Cells are not uniform spheres; they generally come in a variety of disparate shapes. In the broadest sense, this variation in shapes is known as cell polarity, and it is an essential property for a variety of cell functions. Growth in accordance with their polarity allows cells to shape themselves in forms appropriate to their function. It has been found that the establishment and maintenance of polarity is governed by the interdependent relationship between the polarity marker protein on the plasma membrane (cell membrane), actin, the microtubule cytoskeleton, and membrane vesicle transport.
The polarity marker determines the polarity site, and with membrane vesicle transport toward it, site-specific growth (polarity growth) is achieved. However, when the plasma membrane elongates due to fusion of membrane vesicles, there have been questions about how polarity markers are maintained without being scattered over the elongated plasma membrane.

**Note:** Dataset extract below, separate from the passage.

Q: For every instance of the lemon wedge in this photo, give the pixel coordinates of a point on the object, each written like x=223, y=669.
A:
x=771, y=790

A research group lead by University of Tsukuba Faculty of Life and Environmental Sciences International Tenure Track Assistant Professor Norio Takeshita (who holds a concurrent post as Group Leader of the Karlsruhe Institute of Technology Department of Applied Microbiology) has succeeded in using a super-resolution microscope to visualize the mechanism by which cell polarity is maintained.

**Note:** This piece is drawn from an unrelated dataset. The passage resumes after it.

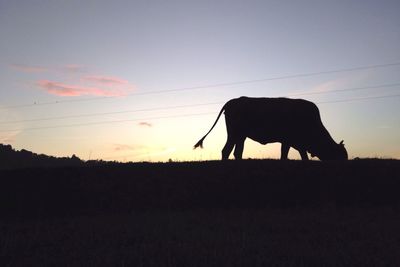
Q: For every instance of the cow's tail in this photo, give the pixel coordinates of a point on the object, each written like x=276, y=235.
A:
x=200, y=142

Professor Takeshita's study used a super-resolution microscope to clarify the behavior of polarity markers that could not be visualized with conventional fluorescence microscopes. The study employed a fluorescence microscope with super-resolution capability to image a fungal model with a filamentous shape and visualize the behavior of polarity markers, clarifying their relationship to exocytosis (the fusion of a membrane vesicle to a plasma membrane) and microtubules.